Thanks, Geoff. Yes, so on the compensation expenses, there is not a mechanism that will adjust it relative to competition. It’s an absolute amount that we set at the beginning of the year. And to the extent that our sales folks make sales and get to certain levels, that will obviously increase or decrease the comp.
Okay. And just my last question was, you talked about the balance sheet and maybe doing an acquisition possibly with the excess capital that you have. How is that environment right now? Are asking prices reasonable, or do they still need to be adjusted given what’s been going on in the market?

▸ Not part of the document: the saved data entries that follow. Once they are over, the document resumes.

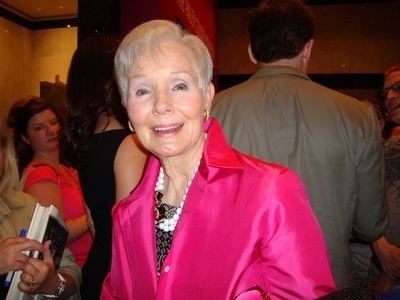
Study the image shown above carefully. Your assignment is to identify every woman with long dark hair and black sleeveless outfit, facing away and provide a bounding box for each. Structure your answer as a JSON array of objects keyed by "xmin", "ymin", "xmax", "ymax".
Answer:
[{"xmin": 67, "ymin": 36, "xmax": 146, "ymax": 299}]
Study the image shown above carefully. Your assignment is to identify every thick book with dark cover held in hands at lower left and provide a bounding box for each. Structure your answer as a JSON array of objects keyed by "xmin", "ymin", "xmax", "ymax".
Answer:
[{"xmin": 6, "ymin": 203, "xmax": 68, "ymax": 300}]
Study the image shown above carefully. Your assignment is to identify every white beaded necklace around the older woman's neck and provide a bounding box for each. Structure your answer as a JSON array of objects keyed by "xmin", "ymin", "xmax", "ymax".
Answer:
[{"xmin": 154, "ymin": 161, "xmax": 200, "ymax": 232}]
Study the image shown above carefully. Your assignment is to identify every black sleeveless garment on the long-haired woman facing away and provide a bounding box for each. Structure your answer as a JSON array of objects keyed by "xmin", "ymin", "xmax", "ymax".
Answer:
[{"xmin": 78, "ymin": 129, "xmax": 130, "ymax": 299}]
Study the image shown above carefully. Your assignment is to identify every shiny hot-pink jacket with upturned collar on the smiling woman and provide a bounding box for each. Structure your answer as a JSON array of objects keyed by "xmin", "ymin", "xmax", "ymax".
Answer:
[{"xmin": 101, "ymin": 120, "xmax": 335, "ymax": 300}]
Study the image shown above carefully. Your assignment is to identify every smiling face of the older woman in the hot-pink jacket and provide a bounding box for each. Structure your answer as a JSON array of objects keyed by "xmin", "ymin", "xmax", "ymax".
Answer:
[{"xmin": 124, "ymin": 42, "xmax": 214, "ymax": 159}]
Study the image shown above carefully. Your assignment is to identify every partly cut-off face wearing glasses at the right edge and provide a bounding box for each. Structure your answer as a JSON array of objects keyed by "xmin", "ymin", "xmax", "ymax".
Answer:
[{"xmin": 383, "ymin": 70, "xmax": 400, "ymax": 124}]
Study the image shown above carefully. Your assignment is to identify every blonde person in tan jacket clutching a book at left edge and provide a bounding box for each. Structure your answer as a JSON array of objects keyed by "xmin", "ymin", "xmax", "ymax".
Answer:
[{"xmin": 0, "ymin": 123, "xmax": 81, "ymax": 299}]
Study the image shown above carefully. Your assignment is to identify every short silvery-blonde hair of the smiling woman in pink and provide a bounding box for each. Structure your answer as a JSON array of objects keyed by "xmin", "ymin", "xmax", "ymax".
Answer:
[{"xmin": 114, "ymin": 20, "xmax": 213, "ymax": 101}]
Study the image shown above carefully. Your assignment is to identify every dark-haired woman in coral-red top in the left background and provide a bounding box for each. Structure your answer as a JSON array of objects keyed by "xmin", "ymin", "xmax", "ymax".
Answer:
[{"xmin": 7, "ymin": 96, "xmax": 92, "ymax": 267}]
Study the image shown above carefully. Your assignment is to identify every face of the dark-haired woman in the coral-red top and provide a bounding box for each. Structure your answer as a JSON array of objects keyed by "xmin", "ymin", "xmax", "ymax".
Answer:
[{"xmin": 22, "ymin": 109, "xmax": 60, "ymax": 153}]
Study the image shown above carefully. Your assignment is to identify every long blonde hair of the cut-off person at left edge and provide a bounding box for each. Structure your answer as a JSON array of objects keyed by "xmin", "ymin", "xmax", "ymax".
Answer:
[{"xmin": 0, "ymin": 121, "xmax": 19, "ymax": 194}]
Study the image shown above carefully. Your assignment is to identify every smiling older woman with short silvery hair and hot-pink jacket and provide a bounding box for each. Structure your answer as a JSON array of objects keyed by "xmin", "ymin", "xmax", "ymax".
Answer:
[{"xmin": 102, "ymin": 20, "xmax": 335, "ymax": 300}]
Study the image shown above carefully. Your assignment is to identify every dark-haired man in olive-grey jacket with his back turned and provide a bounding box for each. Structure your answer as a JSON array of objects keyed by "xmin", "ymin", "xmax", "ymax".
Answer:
[{"xmin": 212, "ymin": 0, "xmax": 387, "ymax": 288}]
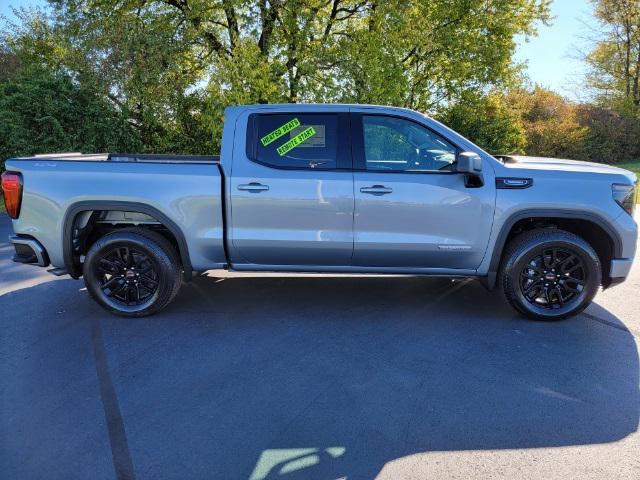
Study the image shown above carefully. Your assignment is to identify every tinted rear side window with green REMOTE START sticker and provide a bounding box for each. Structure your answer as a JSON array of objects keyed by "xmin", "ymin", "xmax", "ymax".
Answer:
[{"xmin": 247, "ymin": 114, "xmax": 338, "ymax": 170}]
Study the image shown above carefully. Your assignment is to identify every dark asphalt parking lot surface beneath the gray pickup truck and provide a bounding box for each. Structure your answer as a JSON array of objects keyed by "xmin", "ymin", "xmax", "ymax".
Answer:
[{"xmin": 0, "ymin": 214, "xmax": 640, "ymax": 480}]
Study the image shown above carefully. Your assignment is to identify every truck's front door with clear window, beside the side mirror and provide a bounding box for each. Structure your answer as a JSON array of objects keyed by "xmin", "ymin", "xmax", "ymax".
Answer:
[{"xmin": 352, "ymin": 114, "xmax": 495, "ymax": 270}]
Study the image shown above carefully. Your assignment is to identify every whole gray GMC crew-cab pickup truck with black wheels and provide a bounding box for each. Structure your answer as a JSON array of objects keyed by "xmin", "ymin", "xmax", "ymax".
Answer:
[{"xmin": 2, "ymin": 105, "xmax": 637, "ymax": 320}]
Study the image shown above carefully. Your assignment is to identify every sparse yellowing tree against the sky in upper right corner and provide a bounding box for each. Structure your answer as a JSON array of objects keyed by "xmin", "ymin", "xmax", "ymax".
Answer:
[{"xmin": 585, "ymin": 0, "xmax": 640, "ymax": 117}]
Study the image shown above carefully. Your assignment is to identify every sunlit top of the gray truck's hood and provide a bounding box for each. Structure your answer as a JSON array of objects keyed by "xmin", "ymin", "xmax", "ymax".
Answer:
[{"xmin": 496, "ymin": 155, "xmax": 637, "ymax": 183}]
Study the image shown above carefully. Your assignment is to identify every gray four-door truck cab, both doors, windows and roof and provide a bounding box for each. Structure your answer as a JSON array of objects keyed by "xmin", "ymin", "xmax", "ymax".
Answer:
[{"xmin": 222, "ymin": 105, "xmax": 495, "ymax": 274}]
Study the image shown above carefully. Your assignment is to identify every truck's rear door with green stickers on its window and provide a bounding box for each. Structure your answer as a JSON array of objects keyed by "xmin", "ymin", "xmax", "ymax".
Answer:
[{"xmin": 229, "ymin": 111, "xmax": 354, "ymax": 268}]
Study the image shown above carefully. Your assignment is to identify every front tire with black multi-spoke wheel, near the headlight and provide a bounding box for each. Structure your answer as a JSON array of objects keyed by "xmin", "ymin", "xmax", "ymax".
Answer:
[{"xmin": 500, "ymin": 228, "xmax": 602, "ymax": 321}]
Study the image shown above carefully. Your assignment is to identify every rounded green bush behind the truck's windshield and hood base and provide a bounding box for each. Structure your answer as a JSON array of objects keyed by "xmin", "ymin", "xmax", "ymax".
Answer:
[{"xmin": 438, "ymin": 91, "xmax": 527, "ymax": 154}]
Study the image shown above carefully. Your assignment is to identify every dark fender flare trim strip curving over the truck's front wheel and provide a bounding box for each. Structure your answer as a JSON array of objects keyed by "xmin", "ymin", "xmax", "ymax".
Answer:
[{"xmin": 486, "ymin": 208, "xmax": 622, "ymax": 289}]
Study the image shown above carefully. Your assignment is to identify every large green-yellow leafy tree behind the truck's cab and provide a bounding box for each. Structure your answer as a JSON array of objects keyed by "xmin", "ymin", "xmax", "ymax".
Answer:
[{"xmin": 1, "ymin": 0, "xmax": 549, "ymax": 153}]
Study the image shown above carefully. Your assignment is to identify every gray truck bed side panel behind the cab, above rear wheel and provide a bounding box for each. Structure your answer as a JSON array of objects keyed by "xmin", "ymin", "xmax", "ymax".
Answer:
[{"xmin": 6, "ymin": 153, "xmax": 226, "ymax": 273}]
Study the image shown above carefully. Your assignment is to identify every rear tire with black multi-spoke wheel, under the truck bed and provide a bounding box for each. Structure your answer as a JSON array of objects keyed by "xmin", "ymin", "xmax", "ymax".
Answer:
[{"xmin": 83, "ymin": 228, "xmax": 182, "ymax": 317}]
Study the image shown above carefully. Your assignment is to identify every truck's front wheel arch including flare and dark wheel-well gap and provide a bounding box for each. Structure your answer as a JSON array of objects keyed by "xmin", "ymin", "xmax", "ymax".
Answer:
[{"xmin": 487, "ymin": 209, "xmax": 622, "ymax": 289}]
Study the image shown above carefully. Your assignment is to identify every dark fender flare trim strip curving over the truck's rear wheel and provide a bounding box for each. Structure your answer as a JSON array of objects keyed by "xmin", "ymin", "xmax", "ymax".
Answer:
[{"xmin": 62, "ymin": 200, "xmax": 193, "ymax": 281}]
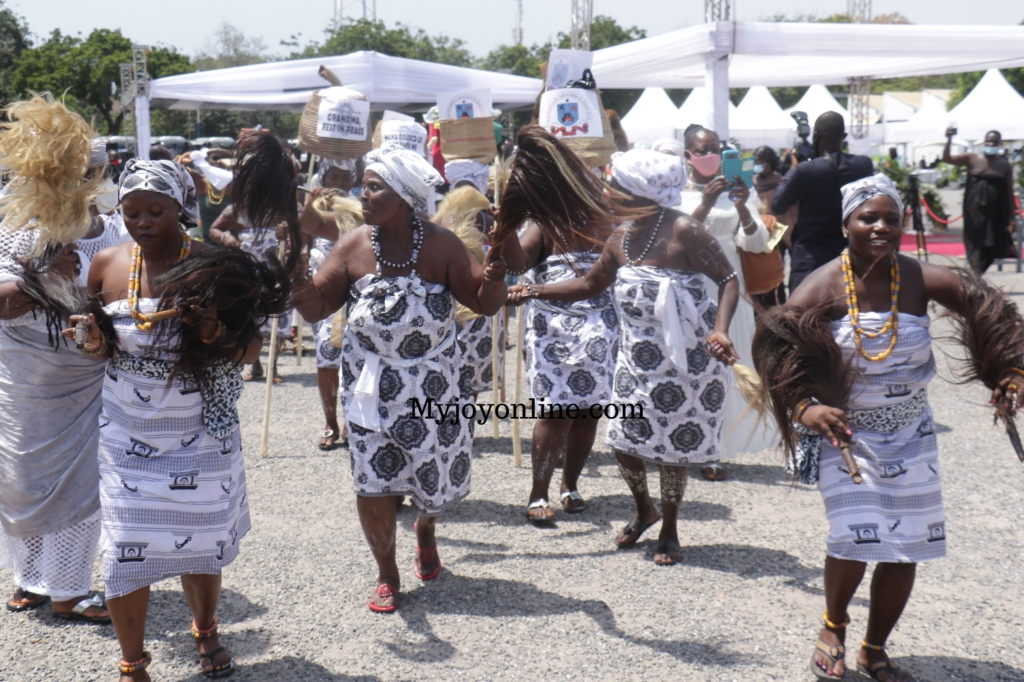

Hey, Geoff, it’s Kevin. Yes. As you can see in the public market space, there is not much getting done. Just take a look at just IPOs. And that also falls through to private deals and other things right now. So I guess, sellers still want multiples they saw a year ago. Buyers want today’s multiple. So I think it’s going to take a bit for that to get unlocked. But there is a lot of things that are just stuck out there right now. Having said that, I have been in this industry a long time, firms with clean and strong balance sheets with strong cash flows, if they can take advantage of these kind of dislocations and opportunities, it really benefits you. So if anything, we feel that we’re going to probably be more active when things do unclog a bit. But also, we’re going to take a disciplined approach. We’ve always said it’s about the future, which is growth, but it’s also about our dividend policy as well as buybacks. And we probably see us be a little bit more active on the latter given where the share price is.
Okay, perfect. Thank you.
And thank you. We have no further questions in queue. I would like to thank you, ladies and gentlemen. This concludes today’s conference. We thank you for participating. AGF’s next earnings call will take place on September 28, 2022. You may now disconnect.